Um jovem fechado no quarto pode apenas querer dizer que se encontra a divagar na música do inconsciente, mas também poderá significar que está isolado do mundo, sem música, perdido nos meandros da existência, em busca de um palco seguro. Ou de um palco, apenas. Um sem abrigo pode ser dono dele próprio, ou pode estar abandonado. E um velho teimoso pode ser um sábio ou pode estar revoltado, tal como uma senhora de meia idade pode estar séria porque está serena com ela própria, mas também pode ser porque perdeu a esperança de se encontrar na felicidade. 
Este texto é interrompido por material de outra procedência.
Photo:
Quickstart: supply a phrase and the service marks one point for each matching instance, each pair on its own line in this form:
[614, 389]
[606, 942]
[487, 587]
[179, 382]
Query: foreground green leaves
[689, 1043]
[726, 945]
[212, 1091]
A tendência a enquadrar no senso comum a avaliação da saúde mental de quem nos rodeia, é uma das grandes causas da desvalorização da mesma. Tudo porque toda a gente sabe sempre o melhor remédio a utilizar em cada questão, com terapias ancestrais que em tempos vingaram, numa altura em que a vida manifestava outro tipo de exigências. Esta banalização de problemas que podem ser sérios, e que nas crenças populares se curam com banha da cobra, não só relativiza o poder da doença mental, como coloca quem padece dela num patamar de insegurança, e não raras vezes numa espécie de responsabilidade pelo próprio estado, como se falássemos de uma escolha ou de um capricho, e não de uma doença, eventualmente grave.
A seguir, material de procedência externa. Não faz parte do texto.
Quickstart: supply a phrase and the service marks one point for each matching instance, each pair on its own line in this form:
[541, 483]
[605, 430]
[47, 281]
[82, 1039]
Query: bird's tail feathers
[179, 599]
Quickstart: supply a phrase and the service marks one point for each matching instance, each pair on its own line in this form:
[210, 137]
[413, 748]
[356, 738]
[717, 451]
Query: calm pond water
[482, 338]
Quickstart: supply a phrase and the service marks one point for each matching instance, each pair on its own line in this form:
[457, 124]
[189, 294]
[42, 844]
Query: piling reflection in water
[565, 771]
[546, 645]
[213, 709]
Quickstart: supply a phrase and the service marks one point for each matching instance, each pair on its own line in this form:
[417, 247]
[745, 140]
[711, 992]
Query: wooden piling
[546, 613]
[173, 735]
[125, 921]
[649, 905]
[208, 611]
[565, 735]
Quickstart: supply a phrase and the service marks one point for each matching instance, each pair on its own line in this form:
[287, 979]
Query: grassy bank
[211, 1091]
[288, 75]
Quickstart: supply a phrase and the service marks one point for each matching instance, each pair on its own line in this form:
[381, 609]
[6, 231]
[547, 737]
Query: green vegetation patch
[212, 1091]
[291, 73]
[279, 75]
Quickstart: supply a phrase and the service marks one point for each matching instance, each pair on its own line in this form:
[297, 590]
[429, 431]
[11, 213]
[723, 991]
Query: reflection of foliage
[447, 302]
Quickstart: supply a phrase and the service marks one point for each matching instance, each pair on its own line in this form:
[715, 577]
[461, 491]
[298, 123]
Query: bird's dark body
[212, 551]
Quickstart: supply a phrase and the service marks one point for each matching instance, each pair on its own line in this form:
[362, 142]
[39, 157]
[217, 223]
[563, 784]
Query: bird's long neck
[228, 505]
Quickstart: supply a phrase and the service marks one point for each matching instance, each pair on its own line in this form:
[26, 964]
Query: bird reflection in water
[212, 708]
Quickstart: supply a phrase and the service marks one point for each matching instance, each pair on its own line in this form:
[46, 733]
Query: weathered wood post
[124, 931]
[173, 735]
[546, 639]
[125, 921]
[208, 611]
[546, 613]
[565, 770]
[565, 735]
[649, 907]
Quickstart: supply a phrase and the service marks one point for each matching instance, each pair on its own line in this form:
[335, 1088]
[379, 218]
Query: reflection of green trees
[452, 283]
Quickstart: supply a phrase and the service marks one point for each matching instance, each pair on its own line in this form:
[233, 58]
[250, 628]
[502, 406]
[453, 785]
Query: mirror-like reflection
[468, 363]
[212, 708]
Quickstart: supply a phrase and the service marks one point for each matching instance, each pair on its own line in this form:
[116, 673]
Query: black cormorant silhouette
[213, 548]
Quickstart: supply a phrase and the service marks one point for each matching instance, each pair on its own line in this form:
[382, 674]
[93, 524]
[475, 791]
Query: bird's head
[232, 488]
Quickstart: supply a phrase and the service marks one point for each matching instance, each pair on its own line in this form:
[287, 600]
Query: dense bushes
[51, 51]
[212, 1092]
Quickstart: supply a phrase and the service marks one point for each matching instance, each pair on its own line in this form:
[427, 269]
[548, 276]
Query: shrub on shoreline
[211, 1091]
As políticas estão longe de contemplar a necessidade, mas na prática começamos muito antes a desviar-nos do essencial. No exacto local onde julgamos saber diagnosticar, acompanhar e curar quem está perto de nós, com meia dúzia de palavras, muitas vezes ausentes de conteúdo. Os amigos são para as ocasiões, mas não curam todos os males. As pessoas no geral podem ser umas boas ouvintes, mas não conseguem enquadrar a globalidade no problema, num diagnóstico.

O valor da seriedade nesta temática pertence a todos, e não é sensato culparmos apenas o sistema, quando na prática assistimos na plateia da frente a tudo o que se tem feito de erróneo, a aplaudir de olhos bem fechados uma conduta ancestral e obsoleta, perpetuada por muitos, tolerada por outros tantos.
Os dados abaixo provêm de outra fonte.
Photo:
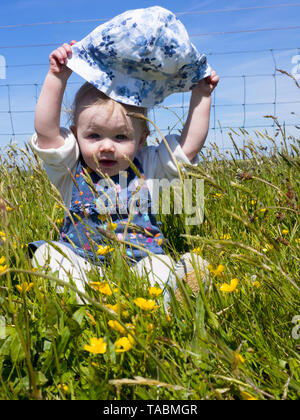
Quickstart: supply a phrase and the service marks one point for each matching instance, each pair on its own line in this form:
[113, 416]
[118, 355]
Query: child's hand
[206, 86]
[58, 59]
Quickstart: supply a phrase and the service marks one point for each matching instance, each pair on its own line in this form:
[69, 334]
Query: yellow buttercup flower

Pela minha parte, confesso, incomoda-me a presunção da sabedoria do que há anos tento dominar, em vão. Invisto, insisto, sem dúvida avanço, mas sei que nunca irei atingir um fim, pela impossibilidade do facto (se há infinitos, a mente humana é um desses locais).

Gostava de solicitar a reflexão a todos os que julgam sabem tanto, sem nunca se terem debruçado sobre o assunto seriamente. Só assim a humildade irá imperar e a saúde mental começará a sair do domínio do profano, numa altura em que mais do que nunca deverá ser encarada com respeito e responsabilidade.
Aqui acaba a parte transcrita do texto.